Orodruin, i liked your subtle humor, i laughed.
I hope you didn't offend, since i see others might:
Sorry, relatively new to the forums. Is your attitude the usual around here?
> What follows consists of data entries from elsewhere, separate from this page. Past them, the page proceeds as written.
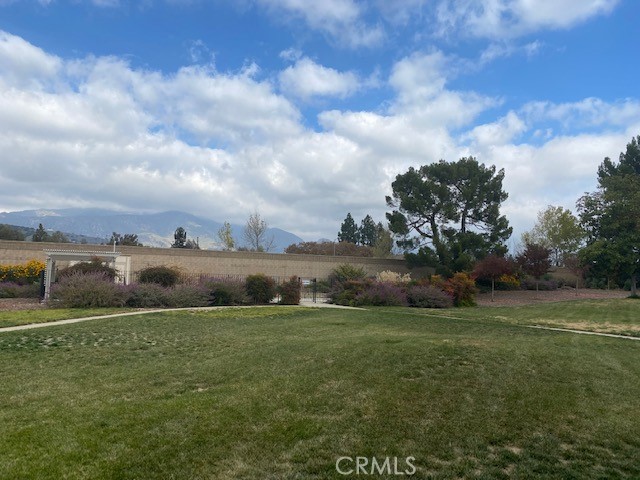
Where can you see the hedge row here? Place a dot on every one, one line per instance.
(350, 286)
(97, 289)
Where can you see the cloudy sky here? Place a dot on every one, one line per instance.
(306, 110)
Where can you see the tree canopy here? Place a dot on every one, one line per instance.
(255, 234)
(225, 235)
(128, 239)
(557, 229)
(454, 208)
(611, 217)
(349, 231)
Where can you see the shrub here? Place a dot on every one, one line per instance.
(225, 291)
(347, 281)
(382, 294)
(393, 277)
(428, 297)
(87, 290)
(507, 282)
(185, 295)
(95, 266)
(345, 292)
(22, 274)
(147, 295)
(462, 289)
(16, 290)
(347, 272)
(161, 275)
(289, 291)
(260, 288)
(545, 285)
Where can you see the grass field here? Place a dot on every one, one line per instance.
(271, 393)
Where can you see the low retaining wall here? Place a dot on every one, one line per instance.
(208, 262)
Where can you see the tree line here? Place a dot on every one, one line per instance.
(446, 215)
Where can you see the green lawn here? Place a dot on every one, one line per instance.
(617, 316)
(10, 318)
(271, 393)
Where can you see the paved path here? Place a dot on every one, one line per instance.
(304, 302)
(30, 326)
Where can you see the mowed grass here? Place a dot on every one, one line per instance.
(616, 316)
(10, 318)
(282, 393)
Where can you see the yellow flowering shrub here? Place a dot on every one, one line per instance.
(507, 282)
(26, 273)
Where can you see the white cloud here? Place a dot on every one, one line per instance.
(22, 63)
(420, 82)
(341, 20)
(97, 132)
(306, 79)
(511, 18)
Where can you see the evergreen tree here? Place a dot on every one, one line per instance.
(349, 231)
(40, 235)
(7, 232)
(180, 237)
(368, 231)
(611, 217)
(455, 210)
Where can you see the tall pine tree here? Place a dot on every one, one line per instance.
(349, 231)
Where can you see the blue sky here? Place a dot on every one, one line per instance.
(307, 110)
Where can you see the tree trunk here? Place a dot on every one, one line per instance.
(492, 288)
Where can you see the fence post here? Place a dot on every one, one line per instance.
(315, 289)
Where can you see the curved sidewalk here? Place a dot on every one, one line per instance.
(31, 326)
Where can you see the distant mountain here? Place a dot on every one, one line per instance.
(155, 229)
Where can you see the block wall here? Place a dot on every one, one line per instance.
(208, 262)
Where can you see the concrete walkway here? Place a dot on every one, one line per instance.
(31, 326)
(582, 332)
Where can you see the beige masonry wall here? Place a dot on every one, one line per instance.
(208, 262)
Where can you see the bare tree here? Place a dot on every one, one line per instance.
(225, 235)
(255, 234)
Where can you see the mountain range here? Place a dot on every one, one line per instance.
(153, 229)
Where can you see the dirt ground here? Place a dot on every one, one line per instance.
(528, 297)
(20, 304)
(519, 297)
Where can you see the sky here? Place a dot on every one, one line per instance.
(307, 110)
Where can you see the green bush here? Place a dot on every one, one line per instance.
(289, 291)
(88, 290)
(462, 289)
(161, 275)
(95, 266)
(260, 288)
(345, 272)
(428, 297)
(226, 291)
(345, 293)
(382, 294)
(16, 290)
(147, 295)
(185, 295)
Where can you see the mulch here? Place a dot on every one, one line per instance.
(531, 297)
(20, 304)
(502, 298)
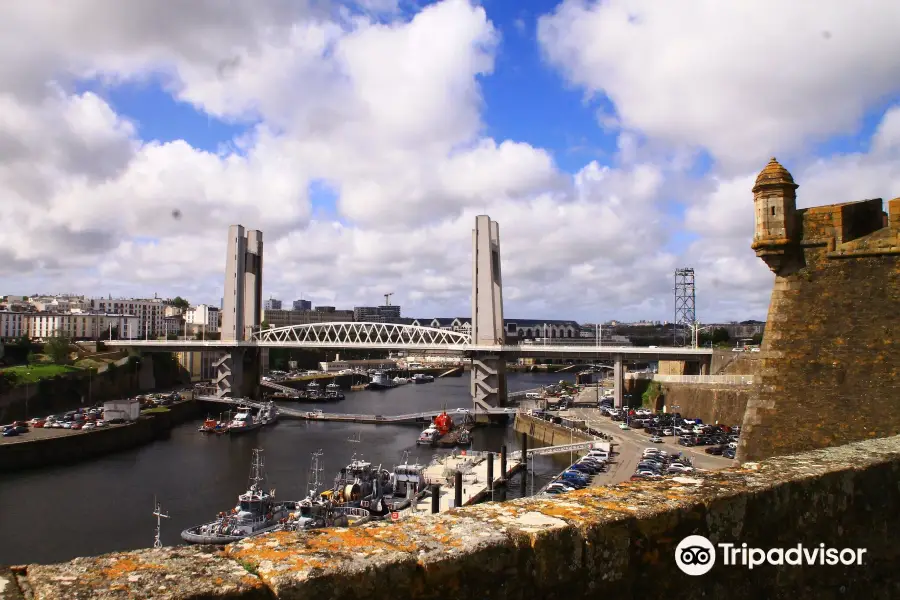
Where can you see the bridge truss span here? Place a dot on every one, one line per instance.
(363, 335)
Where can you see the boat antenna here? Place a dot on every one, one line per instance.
(157, 543)
(314, 471)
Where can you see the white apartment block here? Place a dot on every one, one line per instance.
(12, 325)
(203, 315)
(81, 326)
(150, 313)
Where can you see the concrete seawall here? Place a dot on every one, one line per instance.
(549, 434)
(617, 542)
(82, 446)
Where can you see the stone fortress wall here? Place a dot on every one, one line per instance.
(830, 362)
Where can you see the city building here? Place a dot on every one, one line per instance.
(242, 307)
(82, 326)
(203, 316)
(377, 314)
(13, 325)
(284, 318)
(150, 313)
$$h=\frac{V}{\pi r^2}-\frac{2}{3}r=\frac{V}{\frac{\pi}{4}\sqrt[3]{\left( \frac{3V}{\pi} \right)^2}}-\frac{2}{3}\frac{1}{2}\sqrt[3]{\frac{3V}{\pi}}$$
$$h=\frac{V-\frac{\pi}{4}\sqrt[3]{\frac{3V}{\pi}}\sqrt[3]{\left( \frac{3V}{\pi} \right)^2}}{3\frac{\pi}{4}\sqrt[3]{\left( \frac{3V}{\pi} \right)^2}}=$$
$$h=\frac{V-\frac{\pi}{4}\frac{3V}{\pi}}{\frac{3\pi}{4}\sqrt[3]{\left( \frac{3V}{\pi} \right)^2}}=\frac{\frac{1}{4}V}{\pi\sqrt[3]{\left( \frac{3V}{\pi} \right)^2}}$$
$$=\frac{V^{(1-2/3)}}{4\pi\sqrt[3]{\left( \frac{3}{\pi} \right)^2}}=\frac{\sqrt[3]{V}}{4\pi\sqrt[3]{\left( \frac{3}{\pi} \right)^2}}$$
It doesn't equal r, so h≠r and it should

After a few trials i got the right answer, that the height of the cylinder equals the diameter:
$$h=\frac{V}{\pi r^2}-\frac{2}{3}r=\frac{V}{\frac{\pi}{4}\sqrt[3]{\left( \frac{3V}{\pi} \right)^2}}-\frac{2}{3}\frac{1}{2}\sqrt[3]{\frac{3V}{\pi}}$$
$$h=\frac{3V-\frac{\pi}{4}\sqrt[3]{\frac{3V}{\pi}}\sqrt[3]{\left( \frac{3V}{\pi} \right)^2}}{3\frac{\pi}{4}\sqrt[3]{\left( \frac{3V}{\pi} \right)^2}}=\frac{3V-\frac{\pi}{4}\frac{3V}{\pi}}{\frac{3\pi}{4}\sqrt[3]{\left( \frac{3V}{\pi} \right)^2}}$$
$$=\frac{\frac{9}{4}V}{\frac{3\pi\sqrt[3]{(3V)^2}}{4\sqrt[3]{\pi^2}}}=\frac{3V}{\sqrt[3]{\pi}\sqrt[3]{(3V)^2}}=\sqrt[3]{\frac{3V}{\pi}}=2r$$

Orodruin
PeterDonis
Mentor
2020 Award
Moderator's note: Thread title changed to be more descriptive and less generic.